If your child has a food allergy, take these precautions to ensure his or her safety:

  • Notify key people that your child has a food allergy. Talk with child care providers, school personnel, parents of your child's friends and other adults who regularly interact with your child. Emphasize that an allergic reaction can be life-threatening and requires immediate action. Make sure that your child also knows to ask for help right away if he or she reacts to food.
  • Explain food allergy symptoms. Teach the adults who spend time with your child how to recognize signs and symptoms of an allergic reaction.
  • Write an action plan. Your plan should describe how to care for your child when he or she has an allergic reaction to food. Provide a copy of the plan to your child's school nurse and others who care for and supervise your child.
  • Have your child wear a medical alert bracelet or necklace. This alert lists your child's allergy symptoms and explains how others can provide first aid in an emergency.

Disease Treatments
Food allergy

The only way to avoid an allergic reaction is to avoid the foods that cause signs and symptoms. However, despite your best efforts, you may come into contact with a food that causes a reaction.

For a minor allergic reaction, prescribed antihistamines or those available without a prescription may help reduce symptoms. These drugs can be taken after exposure to an allergy-causing food to help relieve itching or hives. However, antihistamines can't treat a severe allergic reaction.

For a severe allergic reaction, you may need an emergency injection of epinephrine and a trip to the emergency room. Many people with allergies carry an epinephrine autoinjector (Adrenaclick, EpiPen). This device is a combined syringe and concealed needle that injects a single dose of medication when pressed against your thigh.

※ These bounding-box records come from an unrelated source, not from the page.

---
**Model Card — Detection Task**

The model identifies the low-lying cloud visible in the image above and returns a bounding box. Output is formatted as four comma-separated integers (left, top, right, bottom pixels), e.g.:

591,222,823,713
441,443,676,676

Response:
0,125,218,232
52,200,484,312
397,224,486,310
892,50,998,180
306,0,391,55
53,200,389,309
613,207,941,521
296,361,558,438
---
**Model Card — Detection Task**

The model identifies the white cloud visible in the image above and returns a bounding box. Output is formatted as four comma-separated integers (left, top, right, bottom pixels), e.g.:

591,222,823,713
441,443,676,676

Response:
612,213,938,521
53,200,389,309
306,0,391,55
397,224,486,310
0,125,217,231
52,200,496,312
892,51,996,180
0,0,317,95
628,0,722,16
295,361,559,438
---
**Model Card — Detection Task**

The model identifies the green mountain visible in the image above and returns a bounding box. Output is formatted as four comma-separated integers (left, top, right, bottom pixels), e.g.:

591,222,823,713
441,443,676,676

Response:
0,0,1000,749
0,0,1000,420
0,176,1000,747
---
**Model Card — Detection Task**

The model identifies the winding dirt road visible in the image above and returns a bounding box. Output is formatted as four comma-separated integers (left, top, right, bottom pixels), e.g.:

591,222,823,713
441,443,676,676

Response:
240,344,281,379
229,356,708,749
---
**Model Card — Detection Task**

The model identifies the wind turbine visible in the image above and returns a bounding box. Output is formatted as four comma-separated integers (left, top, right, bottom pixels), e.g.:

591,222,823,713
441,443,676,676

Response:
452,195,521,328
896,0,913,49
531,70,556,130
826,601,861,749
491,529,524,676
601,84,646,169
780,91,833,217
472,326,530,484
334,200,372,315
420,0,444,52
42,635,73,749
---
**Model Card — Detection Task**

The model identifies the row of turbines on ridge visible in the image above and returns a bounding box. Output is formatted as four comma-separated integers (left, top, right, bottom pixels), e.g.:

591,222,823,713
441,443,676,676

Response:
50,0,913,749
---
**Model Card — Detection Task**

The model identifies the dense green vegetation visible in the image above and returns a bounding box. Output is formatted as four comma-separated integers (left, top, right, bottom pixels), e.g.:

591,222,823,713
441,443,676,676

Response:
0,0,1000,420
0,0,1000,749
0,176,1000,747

If your doctor has prescribed an epinephrine autoinjector:

  • Be sure you know how to use the autoinjector. Also, make sure the people closest to you know how to administer the drug — if they're with you in an anaphylactic emergency, they could save your life.
  • Carry it with you at all times. It may be a good idea to keep an extra autoinjector in your car or in your desk at work.
  • Always be sure to replace epinephrine before its expiration date or it may not work properly.

Experimental treatments

While there's ongoing research to find better treatments to reduce food allergy symptoms and prevent allergy attacks, there isn't any proven treatment that can prevent or completely relieve symptoms.

One treatment currently being studied as a treatment for food allergy is oral immunotherapy. In this treatment, small doses of the food you're allergic to are swallowed or placed under your tongue (sublingual). The dose of the allergy-provoking food is gradually increased.

The U.S. Food and Drug Administration recently approved the first oral immunotherapy drug, Peanut (Arachis hypogaea) Allergen Powder-dnfp (Palforzia), to treat children ages 4 to 17 years old with a confirmed peanut allergy. This medication isn't recommended for people with uncontrolled asthma or certain conditions, including eosinophilic esophagitis.